Setting it up, Arch Linux style
Before you can fetch and edit the code I’ve written about in the previous post, there’s a little bit of setting up to do first. I’m using Arch Linux, which is awesome in it’s own right, if you’re in for a new Linux distro you most certainly should check it out. This guide will be based on Arch to jump-start you ASAP, it should translate to most other distros seamlessly.
First of, you’ll need something to run Jekyll, which is Ruby.
On Arch you can simply use pacman or yaourt to install it the usual way.
pacman -S ruby
Which conveniently installs RubyGems as well, which you’ll need. On other distros, use your package manager or binary of choice.
Once up, be sure to update your gems.
Next, you’ll need the Jekyll gem with all its dependencies. A simple
gem install jekyll
should do the trick.
It’s time to pick a markup language, which converts your text based files to HTML pages. Jekyll supports both Markdown and Textile as defaults. There’s no problem in installing both and just siding with one depending on your project. I’ve decided Markdown does the job fine for me. The gem which uses Markdown is called Rdiscount and more info is available on the detailed guides above. To get rdiscount use:
#!-none gem install rdiscount -s http://gemcutter.org
Be sure to specify you’re using rdiscount in your Jekyll config file _config.yaml.
This should be all the setup you need. Let’s take it out for a spin.

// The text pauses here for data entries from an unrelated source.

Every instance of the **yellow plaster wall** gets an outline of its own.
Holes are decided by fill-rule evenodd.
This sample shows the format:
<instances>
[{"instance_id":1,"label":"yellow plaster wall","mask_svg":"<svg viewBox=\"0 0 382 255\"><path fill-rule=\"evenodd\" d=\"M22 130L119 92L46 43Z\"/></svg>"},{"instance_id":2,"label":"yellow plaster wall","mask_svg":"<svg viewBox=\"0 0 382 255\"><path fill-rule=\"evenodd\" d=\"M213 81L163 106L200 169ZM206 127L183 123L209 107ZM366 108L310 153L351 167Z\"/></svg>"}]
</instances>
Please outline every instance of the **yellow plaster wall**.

Open a terminal and punch in
#!-none jekyll new my-new-awesome-site cd my-new-awesome-site
Your newly generated default Jekyll folder should look something like this:
#!-none . |-- _config.yml |-- _layouts | |-- default.html | `-- post.html |-- _posts | |-- YYYY-MM-DD-super-descriptive-long-ass-title.markdown | `-- 2015-01-01-will-be-a-good-year.md |-- _site (this won't be here until you run jekyll with build or serve) `-- index.html
There will be a couple of extra bits, an .xml file for RSS, a bit of styling in CSS and an all important about.md page plus the usual GitHub structure. Notice you can use .markdown or .md for your markdown files.
You can now run jekyll with a flag to serve you the content for inspection with
jekyll serve --watch
Jekyll will happily build you the content in the _site folder and the watch flag will trigger rebuilds if any files change while serving the content.
You can check your new website in your browser at http://localhost:4000. Cool, no?
That’s the basics and you’re all set to build your website from foundations up or go look for ideas in other people’s lovely Jekyll code.